If this past year has taught me one thing, it’s that something doesn’t have to be ‘fashionable’ to be ‘in fashion.’ The industry is no stranger to instances where hype overpowers taste, yet with the speed at which trends now move, macro can go micro can go mainstream in a matter of minutes.
As the saying goes, one is an example, two is a coincidence, and three is a trend. Just this week on Broome Street, I walked past a girl wearing zip-off cargo pants, an oversized North Face puffer, and a nylon fanny pack slung across her chest; she was locked in arms with a friend decked in lug sole hiking boots and track pants made out of windbreaker material. Two steps later, I passed a man whose getup was so granola it had to be a joke: Thorlo socks with Birkenstocks and a Patagonia fleece paired with some kind of waterproof capri pant. The number of snaps and functional pockets present south of Houston was no accident. But it had me asking myself: Have we finally reached peak gorpcore?
If you’re unfamiliar with the phrase, it was coined by The Cut in May of 2017, back when zip-up fleece and Grateful Dead tie-dye tees were a mere case of trendspotting. Gorp, an acronym for ‘good old raisins and peanuts,’ isn’t an association you’d normally draw with fashion. Yet the prevalence of collaborations like Supreme x North Face and influencers clad in New Balance and Patagonia reveals that maybe we’re all just sick and tired of being cold and uncomfortable for the sake of style. It’s very ‘of the people.’ For an industry where ‘elevated’ and ‘exclusive’ almost always translates to stylish and desirable, gorpcore is pretty pedestrian.
Most, if not all, viral fashion trends have to meet a specific set of criteria where the average, non-industry spectator is the judge. Could it be described as frivolous? Is it uncomfortable to wear? Does it look funny to a mainstream audience? It’s an obvious yes. But gorpcore doesn’t behave like a typical fashion trend—its utilitarian function (ie. warmth and comfort) defies the fashion week photocopy. Its core pillar is function without the fuss, and that’s unfamiliar territory for most.
It’s also what makes it most appealing—the small notion of adventure that comes with being dressed to brace the elements. It’s powerful enough to transport your thoughts to territories unknown, of experience outside the city blocks. I have no shame in admitting that immediately after watching Free Solo I googled ‘how to climb Mt.

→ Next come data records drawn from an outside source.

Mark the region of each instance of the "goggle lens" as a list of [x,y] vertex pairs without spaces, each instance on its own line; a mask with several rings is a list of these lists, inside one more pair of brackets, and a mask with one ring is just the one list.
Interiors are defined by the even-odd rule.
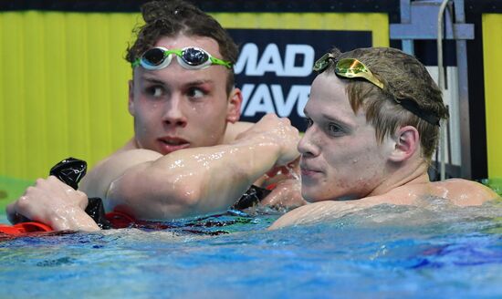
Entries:
[[143,63],[152,67],[160,66],[165,59],[165,51],[160,47],[154,47],[146,51],[141,57]]
[[[318,73],[322,73],[323,71],[329,67],[329,64],[332,61],[335,61],[335,74],[339,77],[362,77],[380,88],[383,89],[383,83],[380,81],[370,71],[368,67],[366,67],[362,62],[359,61],[356,58],[344,58],[336,60],[336,58],[329,53],[327,53],[322,56],[316,63],[314,64],[314,71]],[[397,99],[394,98],[396,103],[400,104],[406,110],[413,113],[422,119],[429,122],[432,125],[439,126],[440,118],[434,115],[433,112],[425,111],[422,109],[415,101],[411,99],[403,98]]]
[[193,67],[203,65],[209,60],[207,53],[195,47],[184,49],[181,57],[184,63]]
[[162,46],[153,47],[136,59],[132,63],[132,67],[141,66],[149,70],[162,69],[169,66],[172,55],[175,55],[178,63],[186,69],[203,69],[213,65],[232,68],[231,62],[214,58],[204,49],[195,46],[173,50],[168,50]]

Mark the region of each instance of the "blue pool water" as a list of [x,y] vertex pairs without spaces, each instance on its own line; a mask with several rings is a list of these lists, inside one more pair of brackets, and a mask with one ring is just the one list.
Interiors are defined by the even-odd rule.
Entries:
[[213,236],[184,220],[5,241],[0,297],[502,297],[502,203],[433,201],[274,232],[277,215],[228,215],[198,228],[229,232]]

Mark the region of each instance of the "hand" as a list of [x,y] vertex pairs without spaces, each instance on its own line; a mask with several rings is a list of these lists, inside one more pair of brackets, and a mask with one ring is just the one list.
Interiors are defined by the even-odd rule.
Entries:
[[291,126],[287,118],[267,114],[249,129],[240,133],[236,139],[259,139],[273,142],[279,149],[279,156],[275,166],[283,166],[299,156],[297,145],[299,141],[298,130]]
[[6,211],[12,223],[26,217],[57,231],[99,230],[96,222],[85,212],[88,201],[85,193],[50,176],[37,180],[35,186],[28,187],[25,194],[7,206]]
[[288,179],[279,181],[260,205],[278,209],[292,210],[307,204],[301,197],[301,183],[298,179]]

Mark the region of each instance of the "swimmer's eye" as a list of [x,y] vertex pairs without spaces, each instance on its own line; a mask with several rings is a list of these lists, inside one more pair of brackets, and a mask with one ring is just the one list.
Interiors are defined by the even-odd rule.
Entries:
[[162,86],[154,85],[145,88],[147,95],[152,98],[160,98],[164,95],[164,88]]
[[204,97],[206,92],[199,88],[190,88],[186,95],[190,98],[199,98]]
[[343,129],[340,126],[330,122],[328,124],[328,131],[331,135],[340,135],[343,133]]

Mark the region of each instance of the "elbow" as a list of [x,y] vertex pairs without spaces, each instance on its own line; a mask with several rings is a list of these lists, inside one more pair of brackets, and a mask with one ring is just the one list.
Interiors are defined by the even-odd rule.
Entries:
[[198,213],[201,190],[190,178],[152,171],[124,174],[110,188],[109,208],[121,206],[143,220],[172,220]]

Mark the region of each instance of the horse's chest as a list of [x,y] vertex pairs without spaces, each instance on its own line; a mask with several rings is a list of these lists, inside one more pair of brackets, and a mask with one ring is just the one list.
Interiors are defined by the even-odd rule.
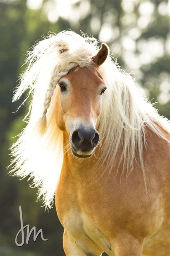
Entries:
[[60,220],[67,231],[77,244],[81,245],[86,241],[89,248],[102,244],[106,250],[109,250],[109,240],[94,221],[88,204],[86,206],[89,210],[88,213],[85,210],[86,201],[80,201],[79,193],[75,187],[70,188],[69,193],[68,189],[63,189],[58,187],[57,190],[56,207]]

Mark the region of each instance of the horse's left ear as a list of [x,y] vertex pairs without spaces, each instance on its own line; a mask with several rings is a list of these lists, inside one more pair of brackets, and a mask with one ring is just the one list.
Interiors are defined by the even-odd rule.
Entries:
[[109,53],[109,48],[106,44],[102,44],[101,47],[93,60],[96,65],[100,66],[106,60]]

Everest.’ And when I realized that I met none of the prerequisites (surprise, my goal was a tad lofty) did what any self-respecting adult would do: went out and bought some really expensive trekking gear with a small ounce of hope that someday my all-weather pants would take me beyond Bowery. And isn’t that just what fashion is meant to do? Inspire?
We like to think of ourselves as creators of fantasy; we like to think our garments can transcend physical form and bring us to another place, whether it’s as obvious as a tropical destination or as nebulous as confidence. As stripped down and pared back as gorpcore may be, it does just that. And hey, maybe your next adventure is closer than you think. Time to break out the nylon and carabiners.